Fine del governo: cosa succede ora. Si torna al voto ad ottobre

Matteo Salvini chiedeva che il premier Conte presentasse subito le dimissioni nelle mani di Mattarella, invocando in sostanza una crisi extraparlamentare, peraltro non provocata da un atto formale di sfiducia al governo. Mattarella ha deciso invece di mandare il presidente del Consiglio davanti alle Camere, ottenendone una riapertura straordinaria nei prossimi giorni. Conte si sottoporrà a un voto di fiducia. La crisi, in questo scenario, avrebbe a tutti gli effetti una natura parlamentare.

Mattarella, in caso di sfiducia a Conte e crisi conclamata, avvierà un giro di consultazioni e, ove necessario, affiderà un mandato esplorativo per verificare l’esistenza di una nuova maggioranza: potrebbe svolgerlo lo stesso Conte o il presidente di uno dei due rami del Parlamento. L’alternativa sarebbe un governo tecnico o di scopo (con il mandato di varare il bilancio): il Capo dello Stato, in questa eventualità, dovrebbe rivolgersi a una figura esterna, come accadde nel 2018 con Cottarelli, che dovrebbe ricercare un sostegno parlamentare.

Consumati in modo infruttuoso questi tentativi, ecco le elezioni. Due le date possibili, visto l’incombere della manovra: il 20 e il 27 ottobre. Quest’ultima è l’ipotesi più concreta. Le Camere vengono infatti sciolte fra 70 e 45 giorni prima delle consultazioni. L’orientamento, per consentire il voto degli italiani all’estero, è quello dei 60 giorni. Per garantire il ritorno alle urne il 20 ottobre, insomma, si dovrebbe andare ai dibattiti in aula sulla sfiducia a Conte già prima di Ferragosto e consumare le fasi successive (consultazioni, eventuali mandati esplorativi) entro il 20 agosto. La soluzione delle urne aperte il 27 ottobre darebbe a Mattarella sette giorni in più.

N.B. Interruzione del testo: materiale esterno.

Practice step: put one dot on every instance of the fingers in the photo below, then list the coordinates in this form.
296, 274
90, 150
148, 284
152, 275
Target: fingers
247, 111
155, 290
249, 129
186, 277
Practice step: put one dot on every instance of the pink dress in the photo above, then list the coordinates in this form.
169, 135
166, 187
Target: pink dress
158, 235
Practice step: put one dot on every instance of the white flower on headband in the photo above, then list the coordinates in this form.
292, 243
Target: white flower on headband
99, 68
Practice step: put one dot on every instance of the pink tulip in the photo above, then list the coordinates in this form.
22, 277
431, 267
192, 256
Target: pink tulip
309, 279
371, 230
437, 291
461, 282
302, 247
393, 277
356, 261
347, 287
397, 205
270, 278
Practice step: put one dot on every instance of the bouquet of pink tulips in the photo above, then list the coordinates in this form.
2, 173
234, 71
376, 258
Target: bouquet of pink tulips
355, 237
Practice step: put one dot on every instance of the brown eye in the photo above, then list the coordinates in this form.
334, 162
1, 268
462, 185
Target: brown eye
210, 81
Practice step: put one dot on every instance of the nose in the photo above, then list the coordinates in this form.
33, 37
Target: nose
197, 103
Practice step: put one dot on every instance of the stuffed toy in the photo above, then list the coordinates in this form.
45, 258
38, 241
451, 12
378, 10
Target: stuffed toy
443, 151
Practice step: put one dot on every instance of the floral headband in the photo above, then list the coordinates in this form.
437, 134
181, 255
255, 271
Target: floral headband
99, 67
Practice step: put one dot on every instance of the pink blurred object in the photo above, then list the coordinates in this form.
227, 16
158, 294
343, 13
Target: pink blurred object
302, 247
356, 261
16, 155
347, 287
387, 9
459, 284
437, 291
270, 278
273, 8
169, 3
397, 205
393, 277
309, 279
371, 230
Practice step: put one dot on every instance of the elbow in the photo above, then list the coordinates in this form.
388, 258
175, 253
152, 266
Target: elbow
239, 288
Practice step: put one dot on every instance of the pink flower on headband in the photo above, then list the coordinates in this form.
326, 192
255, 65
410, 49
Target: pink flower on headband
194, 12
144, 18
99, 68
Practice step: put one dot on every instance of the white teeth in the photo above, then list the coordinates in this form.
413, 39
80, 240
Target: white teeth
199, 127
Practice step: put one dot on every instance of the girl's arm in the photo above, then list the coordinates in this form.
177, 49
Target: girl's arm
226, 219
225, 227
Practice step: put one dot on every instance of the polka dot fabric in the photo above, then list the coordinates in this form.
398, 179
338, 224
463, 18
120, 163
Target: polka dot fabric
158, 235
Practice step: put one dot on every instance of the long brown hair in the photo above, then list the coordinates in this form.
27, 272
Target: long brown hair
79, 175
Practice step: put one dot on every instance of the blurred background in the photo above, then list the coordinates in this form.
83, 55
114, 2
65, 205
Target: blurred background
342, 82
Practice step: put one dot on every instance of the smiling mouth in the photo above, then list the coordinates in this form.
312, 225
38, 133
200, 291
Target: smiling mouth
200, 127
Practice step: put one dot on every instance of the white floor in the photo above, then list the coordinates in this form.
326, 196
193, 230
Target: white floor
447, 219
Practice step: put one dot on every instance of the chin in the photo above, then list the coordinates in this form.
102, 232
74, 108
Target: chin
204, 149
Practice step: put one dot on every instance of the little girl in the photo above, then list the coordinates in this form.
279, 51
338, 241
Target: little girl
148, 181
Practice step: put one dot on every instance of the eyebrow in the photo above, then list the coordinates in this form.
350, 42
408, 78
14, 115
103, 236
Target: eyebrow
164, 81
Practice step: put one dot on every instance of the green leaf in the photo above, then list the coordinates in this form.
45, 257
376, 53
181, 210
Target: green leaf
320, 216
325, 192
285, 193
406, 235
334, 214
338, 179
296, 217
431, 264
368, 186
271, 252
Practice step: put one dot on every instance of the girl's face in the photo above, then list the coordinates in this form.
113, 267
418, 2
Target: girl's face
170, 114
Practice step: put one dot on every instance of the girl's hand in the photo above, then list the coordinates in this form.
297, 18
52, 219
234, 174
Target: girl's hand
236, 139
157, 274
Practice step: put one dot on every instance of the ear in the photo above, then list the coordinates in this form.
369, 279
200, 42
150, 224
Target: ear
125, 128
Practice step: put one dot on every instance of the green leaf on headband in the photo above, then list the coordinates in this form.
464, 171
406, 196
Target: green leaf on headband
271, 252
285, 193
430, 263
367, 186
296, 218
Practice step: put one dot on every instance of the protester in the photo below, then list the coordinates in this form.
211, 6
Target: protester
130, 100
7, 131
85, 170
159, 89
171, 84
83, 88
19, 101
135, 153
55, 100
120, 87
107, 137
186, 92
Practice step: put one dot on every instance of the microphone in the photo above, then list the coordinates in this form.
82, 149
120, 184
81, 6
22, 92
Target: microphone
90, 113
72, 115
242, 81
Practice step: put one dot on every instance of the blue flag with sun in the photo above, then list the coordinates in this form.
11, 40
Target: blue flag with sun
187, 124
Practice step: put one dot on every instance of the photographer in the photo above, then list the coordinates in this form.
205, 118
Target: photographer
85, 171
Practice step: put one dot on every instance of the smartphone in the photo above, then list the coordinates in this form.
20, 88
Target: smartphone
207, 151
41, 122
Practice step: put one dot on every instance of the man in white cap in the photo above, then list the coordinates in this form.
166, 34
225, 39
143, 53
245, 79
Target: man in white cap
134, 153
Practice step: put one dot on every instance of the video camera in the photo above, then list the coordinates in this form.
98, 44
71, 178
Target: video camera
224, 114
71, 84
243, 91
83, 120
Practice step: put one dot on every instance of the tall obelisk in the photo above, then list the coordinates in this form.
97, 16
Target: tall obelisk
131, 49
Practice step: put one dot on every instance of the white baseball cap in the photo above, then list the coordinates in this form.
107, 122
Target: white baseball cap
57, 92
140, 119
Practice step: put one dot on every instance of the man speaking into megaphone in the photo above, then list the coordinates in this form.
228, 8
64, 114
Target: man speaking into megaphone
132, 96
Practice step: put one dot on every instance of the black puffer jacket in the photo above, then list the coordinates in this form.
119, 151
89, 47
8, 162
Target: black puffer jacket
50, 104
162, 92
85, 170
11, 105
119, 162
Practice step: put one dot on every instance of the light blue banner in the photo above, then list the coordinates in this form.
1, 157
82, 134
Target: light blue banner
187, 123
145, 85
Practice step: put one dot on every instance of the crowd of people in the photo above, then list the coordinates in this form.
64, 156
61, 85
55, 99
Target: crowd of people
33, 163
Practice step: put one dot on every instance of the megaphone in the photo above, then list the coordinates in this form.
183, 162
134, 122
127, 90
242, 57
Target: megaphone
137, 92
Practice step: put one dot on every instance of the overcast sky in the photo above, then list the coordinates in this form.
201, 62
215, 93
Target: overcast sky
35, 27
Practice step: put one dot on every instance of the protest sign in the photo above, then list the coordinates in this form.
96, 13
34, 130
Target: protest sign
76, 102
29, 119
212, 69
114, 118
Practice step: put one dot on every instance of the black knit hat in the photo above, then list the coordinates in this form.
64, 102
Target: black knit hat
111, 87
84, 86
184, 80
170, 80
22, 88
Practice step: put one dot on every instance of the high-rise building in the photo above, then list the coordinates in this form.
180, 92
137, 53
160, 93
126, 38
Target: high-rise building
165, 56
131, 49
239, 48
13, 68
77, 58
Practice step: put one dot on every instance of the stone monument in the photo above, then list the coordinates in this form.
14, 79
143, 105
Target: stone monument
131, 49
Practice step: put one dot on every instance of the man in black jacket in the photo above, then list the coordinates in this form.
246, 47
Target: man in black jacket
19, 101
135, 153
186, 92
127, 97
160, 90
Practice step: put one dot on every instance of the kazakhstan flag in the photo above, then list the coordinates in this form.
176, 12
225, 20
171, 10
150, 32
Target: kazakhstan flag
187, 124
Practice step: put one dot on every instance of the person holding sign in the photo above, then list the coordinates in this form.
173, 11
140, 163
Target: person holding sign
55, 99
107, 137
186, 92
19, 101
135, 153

L’interruzione della legislatura comporterebbe l’accantonamento di diversi provvedimenti all’esame delle Camere. Dalla riforma della giustizia targata Bonafede ai testi sulle Autonomie regionali care alla Lega. E si interromperebbe l’iter del ddl costituzionale che taglia il numero dei parlamentari. Ciò, secondo svariate fonti, non è solo la conseguenza ma anche la causa dell’accelerazione della crisi: se passasse la riforma (che dopo l’eventuale referendum confermativo entrerebbe in vigore a metà 2020) si andrebbe a votare per eleggere 230 deputati e 115 senatori in meno.

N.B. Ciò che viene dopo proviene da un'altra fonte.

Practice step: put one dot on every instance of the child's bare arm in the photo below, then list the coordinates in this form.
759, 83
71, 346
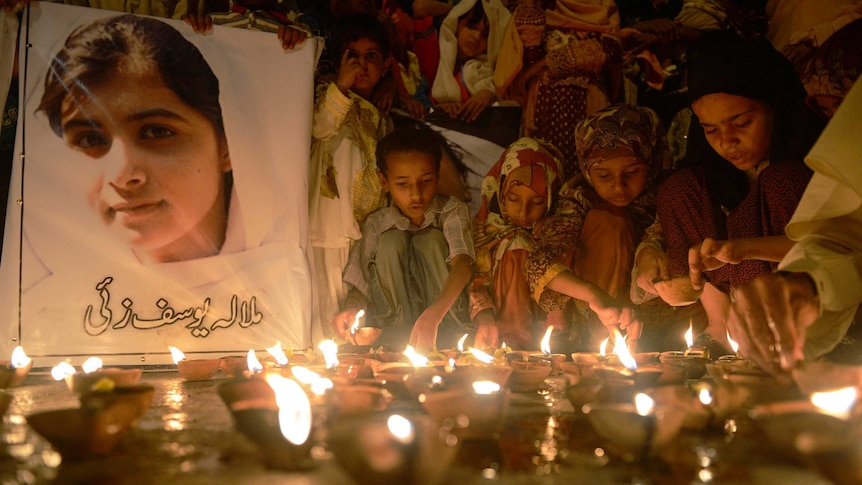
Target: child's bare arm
611, 312
424, 334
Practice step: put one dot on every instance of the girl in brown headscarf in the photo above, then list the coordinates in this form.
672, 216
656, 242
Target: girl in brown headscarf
586, 250
580, 70
517, 194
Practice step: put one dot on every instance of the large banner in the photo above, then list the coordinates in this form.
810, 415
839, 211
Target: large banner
160, 199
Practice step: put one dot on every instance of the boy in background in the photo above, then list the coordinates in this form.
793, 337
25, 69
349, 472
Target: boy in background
415, 256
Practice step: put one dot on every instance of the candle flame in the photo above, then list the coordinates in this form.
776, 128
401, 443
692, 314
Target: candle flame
254, 365
278, 353
733, 345
481, 356
418, 360
400, 427
294, 408
355, 327
644, 404
837, 403
330, 352
705, 396
603, 347
622, 350
19, 358
461, 343
91, 365
486, 387
319, 385
545, 345
61, 370
177, 354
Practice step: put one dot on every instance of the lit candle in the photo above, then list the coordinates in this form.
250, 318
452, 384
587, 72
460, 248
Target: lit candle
91, 365
644, 404
13, 372
254, 365
481, 356
418, 360
355, 327
545, 345
278, 354
330, 352
461, 343
622, 351
294, 409
20, 359
62, 370
838, 403
317, 383
689, 337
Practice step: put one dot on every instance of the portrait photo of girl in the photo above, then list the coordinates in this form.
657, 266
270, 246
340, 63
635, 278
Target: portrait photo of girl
155, 211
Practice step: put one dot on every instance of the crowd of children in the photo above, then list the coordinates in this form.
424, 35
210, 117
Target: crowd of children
584, 214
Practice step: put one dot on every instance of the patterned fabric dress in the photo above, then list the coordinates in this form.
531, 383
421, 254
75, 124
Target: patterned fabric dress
499, 283
615, 129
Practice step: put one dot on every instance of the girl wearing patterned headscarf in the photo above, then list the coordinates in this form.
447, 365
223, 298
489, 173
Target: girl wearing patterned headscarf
585, 251
517, 194
745, 174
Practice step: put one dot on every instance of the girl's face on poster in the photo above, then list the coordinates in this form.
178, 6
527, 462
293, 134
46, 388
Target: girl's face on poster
737, 128
619, 180
523, 205
157, 168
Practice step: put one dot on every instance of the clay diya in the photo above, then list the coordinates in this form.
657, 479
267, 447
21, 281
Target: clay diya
641, 377
528, 376
350, 399
196, 369
823, 376
96, 427
694, 362
635, 430
14, 371
390, 449
677, 291
478, 410
244, 393
787, 423
692, 402
84, 383
235, 365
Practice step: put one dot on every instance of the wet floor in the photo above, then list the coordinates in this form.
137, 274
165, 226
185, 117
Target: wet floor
188, 436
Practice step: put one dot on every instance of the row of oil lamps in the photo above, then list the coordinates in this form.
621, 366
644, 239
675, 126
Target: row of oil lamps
637, 403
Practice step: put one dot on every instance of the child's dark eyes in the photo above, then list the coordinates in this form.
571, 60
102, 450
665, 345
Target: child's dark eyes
155, 132
90, 139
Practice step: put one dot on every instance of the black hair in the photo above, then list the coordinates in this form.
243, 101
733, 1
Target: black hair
95, 52
351, 28
475, 16
410, 138
750, 68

I tempi della formazione di un nuovo esecutivo dipenderanno ovviamente dall’esito elettorale. Se le urne regaleranno una maggioranza certa a una forza politica o a una coalizione (quello che spera Salvini) il governo che verrà potrà formarsi nel giro di poche settimane, anche a novembre, altrimenti l’avvio dell’attività del nuovo esecutivo – considerati anche i tempi per il giuramento e la fiducia alle Camere – potrebbe slittare all’inizio del 2020. Conte, nel 2018, ha giurato 88 giorni dopo le elezioni. Letta, nel 2013, lo ha fatto 62 giorni dopo le elezioni.

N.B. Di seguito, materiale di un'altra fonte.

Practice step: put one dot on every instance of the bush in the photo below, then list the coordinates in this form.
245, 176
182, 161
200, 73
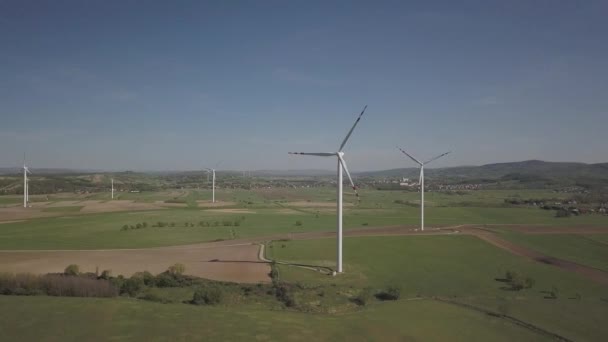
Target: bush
177, 269
562, 213
517, 281
132, 286
529, 282
106, 274
166, 280
364, 297
55, 285
148, 278
554, 293
285, 295
207, 295
391, 293
72, 270
155, 298
274, 272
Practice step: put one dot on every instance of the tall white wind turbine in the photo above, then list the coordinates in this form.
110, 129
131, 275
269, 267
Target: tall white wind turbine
212, 171
421, 180
26, 194
341, 165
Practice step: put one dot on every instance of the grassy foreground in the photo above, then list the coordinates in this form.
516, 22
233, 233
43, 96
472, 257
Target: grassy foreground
75, 319
461, 268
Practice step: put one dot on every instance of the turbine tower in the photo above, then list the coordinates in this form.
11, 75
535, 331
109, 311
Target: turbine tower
26, 195
341, 165
212, 171
421, 180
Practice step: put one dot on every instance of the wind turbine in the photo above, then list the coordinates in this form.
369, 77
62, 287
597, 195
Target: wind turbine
341, 165
421, 180
212, 171
26, 195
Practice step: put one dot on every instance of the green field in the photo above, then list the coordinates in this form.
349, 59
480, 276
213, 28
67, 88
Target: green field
28, 319
461, 268
578, 248
269, 216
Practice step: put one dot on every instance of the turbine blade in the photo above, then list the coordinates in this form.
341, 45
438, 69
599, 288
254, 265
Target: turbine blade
407, 154
343, 162
319, 154
352, 129
439, 156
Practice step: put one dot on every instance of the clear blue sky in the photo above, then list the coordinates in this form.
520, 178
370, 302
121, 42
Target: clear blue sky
146, 85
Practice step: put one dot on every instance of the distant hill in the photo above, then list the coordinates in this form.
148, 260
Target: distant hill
42, 171
524, 171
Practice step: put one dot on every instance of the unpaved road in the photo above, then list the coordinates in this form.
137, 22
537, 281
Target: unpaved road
239, 261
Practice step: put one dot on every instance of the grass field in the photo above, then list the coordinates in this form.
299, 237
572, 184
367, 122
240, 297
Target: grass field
458, 267
578, 248
98, 231
462, 268
27, 319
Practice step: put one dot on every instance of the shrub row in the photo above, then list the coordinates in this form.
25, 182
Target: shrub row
161, 224
55, 285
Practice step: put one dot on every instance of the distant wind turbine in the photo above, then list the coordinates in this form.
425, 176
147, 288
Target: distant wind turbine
26, 195
212, 171
421, 180
341, 165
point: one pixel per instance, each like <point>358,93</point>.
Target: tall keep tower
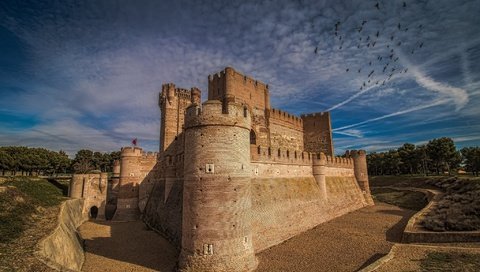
<point>216,229</point>
<point>130,177</point>
<point>173,103</point>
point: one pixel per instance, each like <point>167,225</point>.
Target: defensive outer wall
<point>234,177</point>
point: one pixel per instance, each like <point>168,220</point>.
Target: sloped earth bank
<point>125,246</point>
<point>346,243</point>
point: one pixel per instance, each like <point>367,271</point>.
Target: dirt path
<point>347,243</point>
<point>129,246</point>
<point>343,244</point>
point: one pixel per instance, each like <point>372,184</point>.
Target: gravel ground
<point>409,257</point>
<point>346,243</point>
<point>125,246</point>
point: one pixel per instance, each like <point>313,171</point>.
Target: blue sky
<point>86,74</point>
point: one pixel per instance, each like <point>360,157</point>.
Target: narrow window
<point>253,137</point>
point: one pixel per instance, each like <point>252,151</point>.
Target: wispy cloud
<point>433,104</point>
<point>91,71</point>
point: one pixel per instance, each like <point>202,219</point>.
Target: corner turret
<point>361,174</point>
<point>130,176</point>
<point>216,229</point>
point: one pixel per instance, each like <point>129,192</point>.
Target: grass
<point>458,209</point>
<point>404,199</point>
<point>451,261</point>
<point>20,198</point>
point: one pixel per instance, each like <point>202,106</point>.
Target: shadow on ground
<point>125,246</point>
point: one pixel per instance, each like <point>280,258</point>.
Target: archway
<point>93,212</point>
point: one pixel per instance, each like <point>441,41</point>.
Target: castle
<point>234,176</point>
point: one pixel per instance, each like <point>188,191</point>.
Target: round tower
<point>196,96</point>
<point>216,228</point>
<point>361,174</point>
<point>130,176</point>
<point>319,162</point>
<point>116,169</point>
<point>76,186</point>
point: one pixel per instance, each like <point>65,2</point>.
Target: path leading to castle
<point>346,243</point>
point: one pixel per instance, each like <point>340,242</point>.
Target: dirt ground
<point>347,243</point>
<point>125,246</point>
<point>343,244</point>
<point>408,257</point>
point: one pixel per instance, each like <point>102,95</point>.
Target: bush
<point>458,209</point>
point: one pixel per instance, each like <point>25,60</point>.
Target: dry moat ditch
<point>349,243</point>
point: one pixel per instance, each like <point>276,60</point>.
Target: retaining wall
<point>415,233</point>
<point>285,207</point>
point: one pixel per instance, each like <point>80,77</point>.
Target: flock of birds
<point>367,39</point>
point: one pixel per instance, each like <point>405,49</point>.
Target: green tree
<point>443,154</point>
<point>6,161</point>
<point>471,159</point>
<point>83,161</point>
<point>408,157</point>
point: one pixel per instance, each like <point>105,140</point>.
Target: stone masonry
<point>234,176</point>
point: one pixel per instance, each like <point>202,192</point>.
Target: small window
<point>253,137</point>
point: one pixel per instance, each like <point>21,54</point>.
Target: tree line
<point>21,160</point>
<point>438,156</point>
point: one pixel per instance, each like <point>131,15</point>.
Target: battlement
<point>355,153</point>
<point>332,161</point>
<point>214,112</point>
<point>169,91</point>
<point>299,157</point>
<point>287,117</point>
<point>280,155</point>
<point>247,80</point>
<point>129,151</point>
<point>315,114</point>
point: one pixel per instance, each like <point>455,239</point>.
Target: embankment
<point>63,248</point>
<point>285,207</point>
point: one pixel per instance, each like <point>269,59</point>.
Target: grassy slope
<point>450,261</point>
<point>404,199</point>
<point>20,199</point>
<point>459,208</point>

Il voto si accavallerebbe alla fase di varo della manovra. Prima di fine settembre, infatti, il governo dovrà presentare la Nota di aggiornamento del Def, mentre entro il 15 ottobre va presentata alla Commissione Ue il Documento di bilancio e il 20 ottobre la legge di bilancio è attesa alle Camere, che devono approvarla prima del 31 dicembre. L’Ue potrebbe concedere una deroga, giustificata appunto dalla crisi di governo. Ma la predisposizione dei documenti finanziari, nelle scadenze accennate, spetterebbe comunque al governo uscente, in carica per gli affari ordinari. In che clima, in piena campagna elettorale, svolgerebbe questo compito?